Sono già arrivati in Sicilia gli ispettori inviati dal ministro Roberto Speranza. Come confermano fonti del dicastero della Salute, i controlli da Roma arrivano dopo le accuse avanzate dal Coordinamento medici ospedalieri alla Regione sui dati “gonfiati” sui posti in Terapia intensiva, raccontate dal fattoquotidiano.it. L’invio degli ispettori è legato anche alla diffusione dell’audio del superburocrate siciliano che incitava i manager delle Asp a caricare i dati entro il 4 novembre in modo da evitare l’inserimento dell’isola in una zona con maggiori restrizioni anti Covid.
Una task force di tecnici del ministero, dell’Agenas e dei Nas è stata stamattina a Catania, dove l’ispezione è già terminata nel primo pomeriggio.“I numeri di Catania sono di certo corrispondenti alla realtà, perché ne sono diretto responsabile e dubbi sui posti delle Terapie intensive non ce ne sono”, ha assicurato il commissario Covid per la città etnea, Pino Liberti. Gli ispettori passeranno adesso alle altre province. Lo scopo è quello di verificare se i dati caricati dai manager siciliani sulle piattaforme del ministero e della Protezione civile siano corrispondenti ai letti effettivamente disponibili nei reparti di Rianimazione. Il sospetto che i numeri non rappresentino la realtà dei fatti è scoppiato dopo la denuncia del sindacato dei medici Cimo che ha raffrontato i dati con una ricognizione “sul campo”: il risultato era di 210 posti in meno rispetto ai dati “caricati” sulle piattaforme nazionali e che erano fondamentali per stabilire il “colore” delle varie regioni, ovvero le restrizioni in cui sarebbero incorse secondo la classificazione voluta dal governo.
A pesare sulla decisione di inviare ispettori in Sicilia, anche la diffusione di un audio inviato in una chat whatsapp ai manager delle Asp siciliane. “Ragazzi, buongiorno, oggi su Cross deve essere calato tutto il primo step al 15 novembre, non sento cazzi perché oggi faranno le valutazioni e in funzione dei posti letto di terapia intensiva decideranno in quale fascia la Sicilia risiede”, diceva il 4 novembre Mario La Rocca, dirigente generale del dipartimento Pianificazione strategica dell’assessorato regionale alla Salute. La Rocca sollecitava i dirigenti nel giorno in cui il governo nazionale avrebbe comunicato alle regioni in che caselle erano state inserite: se rosse, gialle o arancioni. La Sicilia sarebbe finita in zona arancione, subendo restrizioni che hanno incendiato le polemiche.

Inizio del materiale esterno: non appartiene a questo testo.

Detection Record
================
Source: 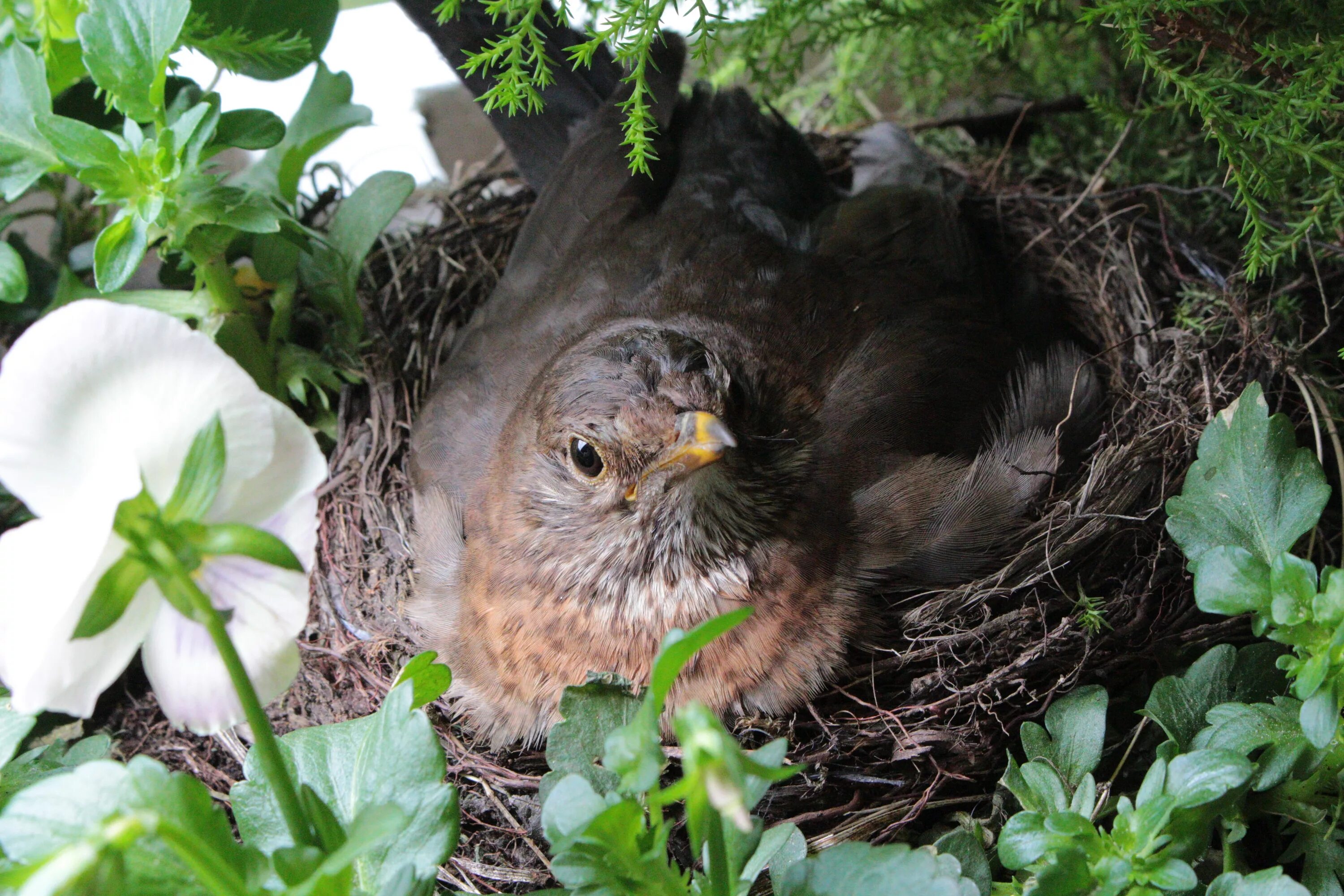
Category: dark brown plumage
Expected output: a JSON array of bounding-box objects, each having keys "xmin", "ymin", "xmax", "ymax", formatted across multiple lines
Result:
[{"xmin": 411, "ymin": 31, "xmax": 1097, "ymax": 741}]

“Ero incavolato: dicevo ai manager di ospedali e Asp che dovevano applicare il piano della Regione destinando posti letto ai malati Covid ma non lo facevano”, si è difeso La Rocca dopo la diffusione dell’audio. L’opposizione è andata all’attacco: i capigruppo di M5s, Giorgio Pasqua, Pd, Giuseppe Lupo, e gruppo Misto, Claudio Fava, hanno ribadito in una conferenza stampa comune la richiesta di dimissioni dell’assessore regionale alla Salute, Ruggero Razza, invitando quanti nella maggioranza nutrissero dubbi ad unirsi alla richiesta in nome “della salute dei siciliani”. A carico dell’assessore le opposizioni hanno presentato una mozione di sfiducia che sarà discussa mercoledì pomeriggio all’Ars, mentre Razza è atteso per riferire in commissione Salute già domani pomeriggio. Intanto continuano le indagini della procura di Barcellona Pozzo di Gotto, nel Messinese, sui posti fantasma di terapia intensiva. Dovevano essere 10, con un finanziamento di quasi 2 milioni di euro, non ne risulta nessuno sulle piattaforme ufficiali, mentre due posti letto vuoti sono stati attivati all’interno delle sale operatorie, ma restano inutilizzati: i pazienti che si aggravano vengono trasferiti a Messina, così è successo il 2, il 4, il 6, il 19 e il 21 novembre. A chiedere l’invio degli ispettori sabato scorso, dopo l’esplosione delle polemiche, era stato anche lo stesso Razza che si è detto sicuro che dall’ispezione sarebbe emerso come i dati forniti dalla Regione combacino con i posti letto effettivi. Si vedrà alla fine della visita dei tecnici inviati da Roma.